Jete, coupe, assemble’ seems like a pretty easy combination, right?

My jetes have never been as clean as I’d want them to be, but they are improving.

Well, tonight the bombshell was dropped as we were learning parts of our school sketch (recital) dance. We’re about 90 percent of the way through, it’s kind of hard to describe except that it’s set to Requiem for a Dream (from Lord of the Rings: The Twin Towers) and includes elements of adagio, petite allegro and grande allegro with a lot of cool steps that I love (tour jetes, pirouettes, sissonnes, Russian pas de chats, ect…).

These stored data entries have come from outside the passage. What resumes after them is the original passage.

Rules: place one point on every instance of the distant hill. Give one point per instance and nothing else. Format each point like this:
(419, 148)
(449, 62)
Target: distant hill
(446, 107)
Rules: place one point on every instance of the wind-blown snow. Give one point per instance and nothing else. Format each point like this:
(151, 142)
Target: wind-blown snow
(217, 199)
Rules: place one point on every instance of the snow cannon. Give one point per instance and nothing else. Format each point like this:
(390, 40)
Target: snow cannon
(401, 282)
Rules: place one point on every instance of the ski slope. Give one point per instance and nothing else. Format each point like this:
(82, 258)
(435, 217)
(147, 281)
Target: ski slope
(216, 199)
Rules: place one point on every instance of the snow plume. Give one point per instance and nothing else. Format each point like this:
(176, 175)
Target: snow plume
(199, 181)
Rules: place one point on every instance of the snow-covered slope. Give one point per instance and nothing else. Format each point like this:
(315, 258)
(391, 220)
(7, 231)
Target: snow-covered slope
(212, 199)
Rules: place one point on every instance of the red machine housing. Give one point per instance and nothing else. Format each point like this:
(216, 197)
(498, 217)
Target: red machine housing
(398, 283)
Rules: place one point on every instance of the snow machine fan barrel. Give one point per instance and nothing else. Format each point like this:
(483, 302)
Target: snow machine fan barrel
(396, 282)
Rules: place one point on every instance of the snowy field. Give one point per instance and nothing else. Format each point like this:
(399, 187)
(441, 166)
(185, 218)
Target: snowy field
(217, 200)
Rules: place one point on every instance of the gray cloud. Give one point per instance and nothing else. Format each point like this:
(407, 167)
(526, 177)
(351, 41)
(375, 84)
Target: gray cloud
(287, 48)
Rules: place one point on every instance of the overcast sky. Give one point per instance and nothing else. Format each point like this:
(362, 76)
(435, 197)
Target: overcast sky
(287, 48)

And despite the fact that some of the combinations are a little complicated and advanced (for me at least), I think I’ve done pretty well so far … the key phrase being so far,

So far, we’ve done all of the steps together as a group.

Then the bombshell was dropped.

Evidently, I have a short solo part where I come front and center. The girls split off to the sides with their own little short combination.

I come front with the jete, coupe, assemble’ right and left combination.

That means upping my game in the next month in three areas that need work: Confidence, musicality and jetes.

I found I do much better in a group. When it’s me out there, the confidence drops. I did see this coming. When you’re the only male in a dance, there comes that point in time where you become the center of attention. And that hasn’t happened since I was in a pas de deux in an in-studio performance.

And this time I’ll be on the same stage where we performed Cinderella this past weekend. And we’ll be in front of a larger audience than the one I performed in a pas de deux in front of.

My musicality is improving. It’s much better than I thought … but when I’m nervous I rush things, and when I think too much I go too slow. It’s so much easier for me to stay on the music when I’m in the group.

Now, if I can just clean up those jetes.

You’d think I’d have a little more confidence considering the roles I’ve performed in Nutcracker and a few of the other ballets I’ve been in.

But this is by far the most complicated dance I’ve been in. And this one puts me front and center.

It’s a fun dance, but at the same time, a little scary.